JohnHunter · 06/11/2017 19:52

@Puzzledandpissedoff Yes, although the good news for @littleteethies is that W can't really make things worse for her. If W and the DF were not married, W cannot inherit his proportion of the house under the intestacy rules. In fact, if @littleteethies is an only child, she will be entitled to receive his full estate.

W wouldn't therefore destroy any will that she's holding onto. My guess is that any such will would allow her to live in the house until her death after which his share will revert to @littleteethies. W was probably hoping to keep the will tucked away and leave the whole thing to her kid(s) when she dies.

I hope we get an update when the will materialises. If the DF was savvy enough to divide the tenancy, he was probably acting on formal advice and there will be a will somewhere.

JamesBlonde1 · 06/11/2017 19:53

There's another point here too.

Why would she be spending all that money to improve the house if all it's doing is increasing the value for you to benefit in due course?

Please ask the solicitor if she could try to claim a larger share than was intended (as tenants in common) by her home improvements?
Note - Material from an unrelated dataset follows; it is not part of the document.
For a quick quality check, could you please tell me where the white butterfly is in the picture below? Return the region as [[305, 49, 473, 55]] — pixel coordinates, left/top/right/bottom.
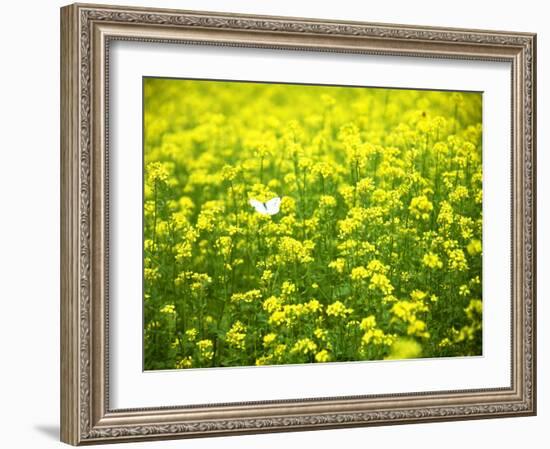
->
[[249, 196, 281, 215]]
JohnHunter · 06/11/2017 19:54

@littleteethies - once you've got legal advice you will want to get statements from the banks about any money he had in accounts held in his sole name. It doesn't seem unlikely from what you have said that she just emptied them. This would be theft, of course. The banks will be able to tell you, though, once your relationship to the estate has been determined in law. I hope you are planning to go nuclear.

littleteethies · 06/11/2017 20:14

I've just checked land registry again.
The restriction has been taken off.

The previous search which showed the restriction was a year ago, after we had the falling out. Luckily I have it saved so I can prove there was a restriction there.